Apple relaxes app memory limits on iOS and iPadOS with the latest betas18
Last month, it emerged that even apps running on the mighty M1-powered iPad Pro 2021 weren't able to access more than 5GB of RAM. That created quite a ruckus in the tech community, highlighting yet again that the iPad hardware is perhaps limited by software.
Apple has always imposed RAM limits but they have become more pronounced with this year's iPad Pros. The 1TB and 2TB models boast the highest RAM ever in an iPad - 16GB.
The 128GB, 256GB, and 512GB models have 8GB of RAM. Regardless of the amount of RAM, apps can use no more than 5GB RAM each.
As a point of comparison, the 2020 iPad Pro with 6GB of RAM limited third-party apps to 3GB of RAM usage.
So, up until now, the only upsides to having more RAM on the newest iPad Pros were the ability to switch between apps faster and have more apps running in the background.
Apart from that, it didn't make that big of a difference to the capability of individual apps. Any attempts to exceed the memory limit would have caused an app to crash.
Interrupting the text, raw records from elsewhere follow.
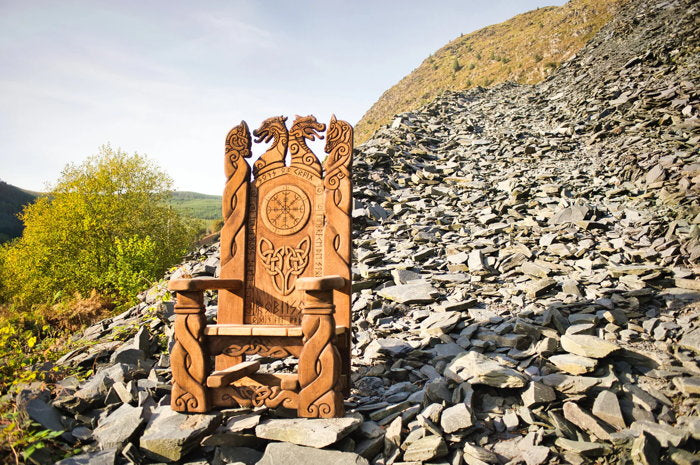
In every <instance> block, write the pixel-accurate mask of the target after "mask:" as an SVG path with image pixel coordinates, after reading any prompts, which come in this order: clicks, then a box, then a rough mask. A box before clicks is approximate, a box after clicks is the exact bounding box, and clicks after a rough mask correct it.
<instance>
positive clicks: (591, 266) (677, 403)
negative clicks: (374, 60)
mask: <svg viewBox="0 0 700 465" xmlns="http://www.w3.org/2000/svg"><path fill="white" fill-rule="evenodd" d="M698 13H699V8H698V4H697V2H694V1H691V0H647V1H631V2H629V3H628V4H627V6H626V8H625V9H624V10H623V11H622V12H621V13H620V14H619V15H618V16H617V17H616V18H615V19H614V20H613V21H612V22H611V23H609V24H608V25H606V26H605V27H604V28H603V29H602V30H601V31H600V33H599V34H597V35H596V37H595V38H594V39H593V40H592V41H591V42H590V43H589V44H588V45H587V46H586V47H585V48H584V49H582V50H581V51H580V53H579V54H578V55H577V56H576V57H574V58H573V59H571V60H570V61H568V62H566V63H564V64H563V65H562V66H561V68H560V69H559V70H557V72H556V73H554V74H553V75H552V76H551V77H550V78H549V79H547V80H546V81H545V82H543V83H541V84H539V85H535V86H518V85H508V84H506V85H500V86H498V87H495V88H492V89H475V90H471V91H468V92H465V93H455V94H445V95H443V96H441V97H440V98H438V99H437V100H435V101H433V102H432V103H430V104H429V105H427V106H425V107H423V108H421V109H420V110H418V111H415V112H411V113H405V114H401V115H397V116H396V118H395V119H394V121H393V123H392V124H391V125H390V126H389V127H385V128H383V129H381V130H379V131H378V132H377V133H376V134H375V136H374V137H373V138H372V139H371V140H369V141H368V142H367V143H365V144H363V145H362V146H360V147H359V148H358V149H357V150H356V153H355V156H354V159H355V162H354V182H355V193H354V195H355V205H354V208H353V218H354V220H353V221H354V228H353V229H354V233H353V234H354V237H353V241H354V247H353V248H354V255H355V257H354V269H353V283H354V284H353V286H354V289H353V291H354V292H353V300H352V312H353V331H354V334H353V341H354V342H353V354H352V356H353V357H352V358H353V359H352V383H353V389H352V392H351V394H352V395H351V396H350V398H349V401H348V402H347V403H346V410H347V413H346V416H345V417H344V418H341V419H320V420H306V419H301V420H299V419H296V418H289V417H288V416H286V415H285V412H283V411H280V410H274V411H273V410H265V409H257V410H250V409H244V410H237V409H229V410H223V411H214V412H210V413H206V414H193V415H184V414H179V413H174V412H172V411H171V410H170V407H169V385H170V379H171V373H170V369H169V358H168V352H167V349H168V347H167V346H168V345H169V344H171V343H172V334H173V330H172V321H173V318H174V316H173V314H172V304H171V303H169V302H167V301H166V302H164V301H163V300H164V295H165V294H166V291H165V288H166V286H167V281H166V280H164V281H162V282H160V283H157V284H156V285H154V287H153V288H151V289H150V290H149V291H147V292H145V293H144V294H143V295H142V296H141V297H142V303H140V304H139V305H137V306H135V307H134V308H132V309H130V310H129V311H127V312H125V313H124V314H122V315H119V316H117V317H114V318H112V319H109V320H105V321H102V322H100V323H98V324H96V325H94V326H92V327H90V328H88V329H87V330H86V331H84V332H83V333H82V334H80V335H76V339H82V340H87V341H95V344H90V345H86V346H85V347H84V348H82V349H78V350H76V351H74V352H72V353H70V354H68V355H66V356H65V357H64V358H63V359H62V360H61V361H60V362H59V363H60V364H61V365H63V366H67V365H71V366H77V365H83V366H93V365H94V366H95V374H94V375H93V376H92V377H91V378H89V379H88V380H87V381H84V382H81V383H78V382H77V381H75V380H73V379H66V380H64V381H62V382H61V383H59V386H58V387H57V389H56V390H55V393H54V394H53V395H52V396H49V395H48V393H45V392H44V393H42V392H41V391H40V390H39V389H38V388H36V387H31V386H29V387H27V388H26V390H25V391H24V392H23V393H22V394H21V396H20V399H23V403H21V405H23V406H24V408H25V409H27V410H28V412H29V414H30V416H32V418H34V419H35V420H36V421H38V422H40V423H42V424H44V425H45V426H46V427H48V428H54V429H62V430H65V431H66V432H65V434H64V436H63V437H64V439H65V440H66V441H70V442H73V443H75V444H78V445H82V446H85V450H84V452H83V454H82V455H80V456H78V457H77V458H73V459H67V460H64V461H63V462H61V463H63V464H64V465H65V464H72V463H110V464H111V463H127V460H131V461H134V462H137V463H154V462H163V461H168V462H172V461H179V462H180V463H207V462H209V463H233V462H243V463H256V462H258V461H260V462H259V463H263V464H272V463H285V465H291V464H296V463H313V462H319V463H320V461H325V463H377V464H390V463H398V462H429V463H450V464H459V463H467V464H483V463H490V464H496V463H507V462H510V463H523V462H524V463H527V464H529V465H534V464H541V463H588V462H591V461H597V462H596V463H630V460H631V459H634V460H636V463H648V464H653V463H659V462H661V463H678V464H680V463H697V451H698V441H699V440H700V418H699V416H698V414H699V413H700V412H699V410H700V406H699V404H698V394H700V368H699V367H698V354H699V353H700V318H699V316H698V306H699V303H698V302H699V301H700V284H699V283H700V281H699V280H698V278H700V276H698V273H700V270H699V268H698V258H699V257H700V243H699V238H700V224H699V223H700V216H698V214H699V213H700V211H699V209H698V188H699V187H700V160H698V143H699V142H700V131H699V129H698V127H699V120H698V113H699V111H700V100H699V98H698V82H697V81H698V76H700V73H699V69H698V61H699V60H700V53H698V51H699V45H700V44H699V41H698V32H697V31H698V23H697V21H698V17H699V15H698ZM213 170H214V169H213ZM218 257H219V251H218V250H217V246H216V245H211V246H203V247H201V248H200V250H198V251H197V252H196V253H194V254H192V255H191V256H190V257H188V260H187V261H185V262H184V263H183V264H182V266H181V267H180V269H179V270H178V271H177V272H175V273H174V275H175V277H177V276H182V275H183V274H184V273H189V274H191V275H193V276H211V275H216V273H217V272H218V266H219V258H218ZM170 277H171V276H166V277H165V278H166V279H169V278H170ZM205 304H206V307H207V315H208V317H210V318H211V317H212V316H213V315H214V314H215V310H216V300H215V297H214V295H213V294H211V295H210V294H207V295H206V296H205ZM124 328H132V329H134V331H132V332H131V333H129V332H126V334H132V335H133V334H134V332H135V331H136V330H137V332H136V333H135V335H133V336H131V337H129V338H128V339H127V340H126V341H124V342H122V341H121V340H119V338H115V336H116V335H119V334H125V331H126V330H125V329H124ZM160 334H165V336H166V337H163V336H159V335H160ZM260 361H261V363H262V364H263V365H264V364H266V363H273V364H274V366H273V367H272V368H273V369H274V371H284V370H285V369H289V370H290V371H291V370H292V369H293V368H294V367H293V366H291V365H290V364H291V363H293V362H292V361H285V360H277V361H270V360H265V359H261V360H260ZM694 454H695V455H694Z"/></svg>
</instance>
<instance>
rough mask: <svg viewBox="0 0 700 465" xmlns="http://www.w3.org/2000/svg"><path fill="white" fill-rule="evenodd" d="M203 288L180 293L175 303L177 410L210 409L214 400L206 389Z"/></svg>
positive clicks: (207, 369)
mask: <svg viewBox="0 0 700 465" xmlns="http://www.w3.org/2000/svg"><path fill="white" fill-rule="evenodd" d="M203 301H204V294H203V292H202V291H193V292H178V293H177V303H176V304H175V346H174V347H173V351H172V353H171V354H170V366H171V368H172V372H173V389H172V393H171V401H170V407H171V408H172V409H173V410H175V411H177V412H206V411H208V410H209V408H210V399H209V395H208V393H207V389H206V378H207V374H208V373H209V371H210V370H209V368H210V367H209V364H210V362H209V358H208V357H207V354H206V353H205V351H204V344H203V337H204V327H205V326H206V318H205V316H204V303H203Z"/></svg>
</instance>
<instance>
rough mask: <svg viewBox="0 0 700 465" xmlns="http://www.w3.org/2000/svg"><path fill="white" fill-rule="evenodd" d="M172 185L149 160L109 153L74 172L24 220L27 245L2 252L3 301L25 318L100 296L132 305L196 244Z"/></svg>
mask: <svg viewBox="0 0 700 465" xmlns="http://www.w3.org/2000/svg"><path fill="white" fill-rule="evenodd" d="M171 185H172V180H171V179H170V178H169V177H168V176H167V175H166V174H165V173H164V172H163V171H162V170H161V169H160V168H158V167H157V166H155V165H154V164H153V163H152V162H150V161H149V160H148V159H147V158H145V157H143V156H141V155H138V154H134V155H127V154H126V153H124V152H122V151H120V150H113V149H112V148H110V147H109V146H104V147H101V149H100V152H99V154H98V155H96V156H94V157H91V158H88V159H87V160H86V161H85V162H83V163H82V164H80V165H68V166H67V167H66V168H65V169H64V170H63V173H62V175H61V178H60V179H59V180H58V182H57V183H56V185H55V186H54V187H53V188H52V189H51V190H50V192H48V194H47V195H46V196H43V197H41V198H39V199H37V201H36V202H35V203H33V204H31V205H28V206H27V207H26V208H25V209H24V211H23V212H22V213H21V215H20V217H21V219H22V221H23V222H24V225H25V230H24V234H23V235H22V237H21V238H19V239H18V240H16V241H13V242H12V243H10V244H7V245H5V246H3V247H2V249H0V285H1V288H0V295H2V297H4V298H5V300H7V301H8V302H10V303H11V304H13V306H14V307H15V308H19V309H24V310H28V309H30V308H32V307H34V306H37V305H39V304H52V303H56V302H59V301H62V300H64V299H67V298H70V297H72V296H73V295H74V294H75V293H76V292H77V293H80V294H82V295H89V294H90V292H91V291H93V290H97V291H98V292H99V293H100V294H102V295H104V296H108V297H110V298H111V299H112V300H113V301H114V302H115V303H117V304H121V305H125V304H128V303H131V302H133V300H134V298H135V293H136V292H138V291H140V290H142V289H145V288H146V287H147V286H148V284H149V282H151V281H154V280H155V279H157V278H158V277H159V276H160V274H161V273H162V272H163V271H165V270H166V269H167V268H168V267H169V266H171V265H172V264H173V263H176V262H177V261H178V260H179V259H180V258H181V257H182V255H183V254H184V253H185V252H186V250H187V248H188V247H189V245H190V244H191V243H192V241H193V239H194V232H193V228H192V227H191V226H189V225H188V224H187V223H186V222H185V221H184V220H183V219H182V218H181V217H180V216H179V215H178V214H177V213H176V212H175V211H174V210H173V209H172V207H170V206H168V204H167V202H168V200H169V197H170V188H171Z"/></svg>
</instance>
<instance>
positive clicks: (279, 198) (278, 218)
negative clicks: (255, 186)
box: [267, 190, 305, 229]
mask: <svg viewBox="0 0 700 465" xmlns="http://www.w3.org/2000/svg"><path fill="white" fill-rule="evenodd" d="M304 211H305V209H304V204H303V203H302V201H301V197H300V196H299V194H297V193H296V192H294V191H291V190H283V191H280V192H278V193H276V194H275V195H274V196H273V197H272V198H271V199H270V202H269V203H268V204H267V217H268V218H269V219H270V223H272V224H274V225H275V226H277V227H278V228H280V229H291V228H293V227H294V226H296V225H297V224H299V222H300V221H301V218H302V216H303V215H304Z"/></svg>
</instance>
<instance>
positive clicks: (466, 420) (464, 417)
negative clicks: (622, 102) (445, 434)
mask: <svg viewBox="0 0 700 465" xmlns="http://www.w3.org/2000/svg"><path fill="white" fill-rule="evenodd" d="M473 424H474V423H473V421H472V413H471V412H470V411H469V408H467V406H466V404H463V403H460V404H457V405H453V406H452V407H448V408H446V409H445V410H443V412H442V416H441V418H440V426H441V427H442V430H443V431H444V432H445V433H454V432H455V431H459V430H461V429H464V428H469V427H470V426H472V425H473Z"/></svg>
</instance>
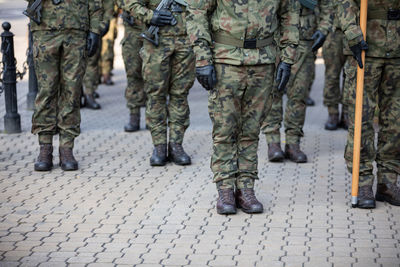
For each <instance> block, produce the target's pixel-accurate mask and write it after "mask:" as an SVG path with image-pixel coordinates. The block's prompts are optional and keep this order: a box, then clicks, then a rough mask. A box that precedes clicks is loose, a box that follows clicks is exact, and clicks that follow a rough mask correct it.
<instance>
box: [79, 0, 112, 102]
mask: <svg viewBox="0 0 400 267" xmlns="http://www.w3.org/2000/svg"><path fill="white" fill-rule="evenodd" d="M103 8H104V10H105V11H107V12H104V16H103V21H102V23H101V33H100V36H101V37H103V36H104V35H105V34H106V33H107V32H108V30H109V26H110V20H111V19H112V14H113V12H110V11H109V10H113V8H114V1H113V0H103ZM100 52H101V48H99V49H97V51H96V54H95V55H94V56H92V57H90V58H89V59H88V62H87V66H86V72H85V76H84V78H83V84H84V88H85V90H84V94H85V98H86V105H85V107H87V108H90V109H100V108H101V106H100V104H99V103H97V101H96V100H95V98H96V95H98V94H96V90H97V87H98V85H99V78H100Z"/></svg>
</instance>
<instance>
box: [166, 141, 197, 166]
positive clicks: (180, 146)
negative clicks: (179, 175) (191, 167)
mask: <svg viewBox="0 0 400 267" xmlns="http://www.w3.org/2000/svg"><path fill="white" fill-rule="evenodd" d="M168 159H169V160H170V161H172V162H173V163H175V164H177V165H190V164H191V163H192V162H191V160H190V157H189V155H188V154H186V152H185V150H183V147H182V145H181V144H178V143H169V144H168Z"/></svg>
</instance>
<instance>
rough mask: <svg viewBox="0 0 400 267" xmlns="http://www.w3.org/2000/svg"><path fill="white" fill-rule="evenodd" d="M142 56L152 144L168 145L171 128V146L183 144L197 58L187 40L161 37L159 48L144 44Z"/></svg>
mask: <svg viewBox="0 0 400 267" xmlns="http://www.w3.org/2000/svg"><path fill="white" fill-rule="evenodd" d="M140 56H141V58H142V60H143V65H142V75H143V80H144V91H145V93H146V96H147V101H146V125H147V127H148V128H149V129H150V132H151V136H152V139H153V144H154V145H160V144H167V141H168V140H167V128H168V127H169V142H172V143H178V144H182V142H183V137H184V133H185V131H186V129H187V127H189V104H188V101H187V96H188V93H189V89H190V88H191V87H192V86H193V83H194V79H195V70H194V54H193V50H192V48H191V47H190V45H189V40H188V39H187V37H186V36H164V35H160V44H159V46H158V47H156V46H154V45H153V44H151V43H150V42H143V48H142V49H141V50H140ZM167 99H168V101H167ZM167 124H168V125H167ZM167 126H168V127H167Z"/></svg>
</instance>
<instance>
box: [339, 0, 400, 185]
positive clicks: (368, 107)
mask: <svg viewBox="0 0 400 267" xmlns="http://www.w3.org/2000/svg"><path fill="white" fill-rule="evenodd" d="M347 1H348V2H350V3H352V4H353V6H355V9H356V10H359V9H358V7H359V1H357V4H354V3H353V1H350V0H347ZM388 10H397V12H398V13H397V14H398V15H397V17H392V18H391V19H388ZM399 10H400V2H399V1H389V0H370V1H368V15H367V16H368V17H367V43H368V45H369V49H368V51H367V52H366V61H365V65H364V66H365V81H364V94H363V114H362V137H361V155H360V180H359V185H360V186H366V185H368V186H372V184H373V181H374V175H373V162H374V161H375V162H376V164H377V167H378V183H392V184H395V183H396V182H397V176H398V175H399V174H400V73H399V70H400V18H399V15H400V11H399ZM347 17H348V19H349V20H350V19H351V18H349V16H347ZM354 20H355V19H354ZM349 45H350V46H351V44H349ZM345 54H346V55H347V60H346V64H345V74H346V81H345V89H346V90H345V91H344V93H345V94H346V95H345V97H344V99H345V100H346V101H347V102H348V103H347V104H348V107H349V118H350V125H349V132H348V137H347V145H346V151H345V159H346V163H347V166H348V169H349V171H351V169H352V164H353V162H352V161H353V140H354V116H355V98H356V92H355V88H356V77H357V74H356V73H357V65H356V61H355V60H354V59H353V58H352V57H351V56H350V55H351V54H350V53H349V51H347V50H346V51H345ZM377 106H378V107H379V110H380V113H379V132H378V143H377V149H375V145H374V140H375V131H374V127H373V118H374V113H375V108H376V107H377Z"/></svg>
Digital illustration app Procreate, for instance, was only able to increase the layer (stacking image elements on top of each other) counts from 91 on the 2020 iPad Pro to 115 on the M1 iPad Pro. The layer count is the same on the 8GB and 16GB models.
iOS developers may request more memory to boost app performance
Apple will now let developers surpass app memory limits. The company hasn't disclosed the upper limit, but it will apparently vary depending on the model. Developers will be able to use a function to determine the amount of RAM available.
This entitlement was previously available to internal processes.
Some sort of limits will still unsurprisingly be imposed because if apps gobble up an unreasonable amount of memory, it will affect system performance and undermine the overall experience. Apple has requested developers to ensure their apps behave correctly in the event that additional RAM is not available.
In any case, most apps don't need a lot of RAM and the biggest beneficiary of the new rules would probably be media-centric apps.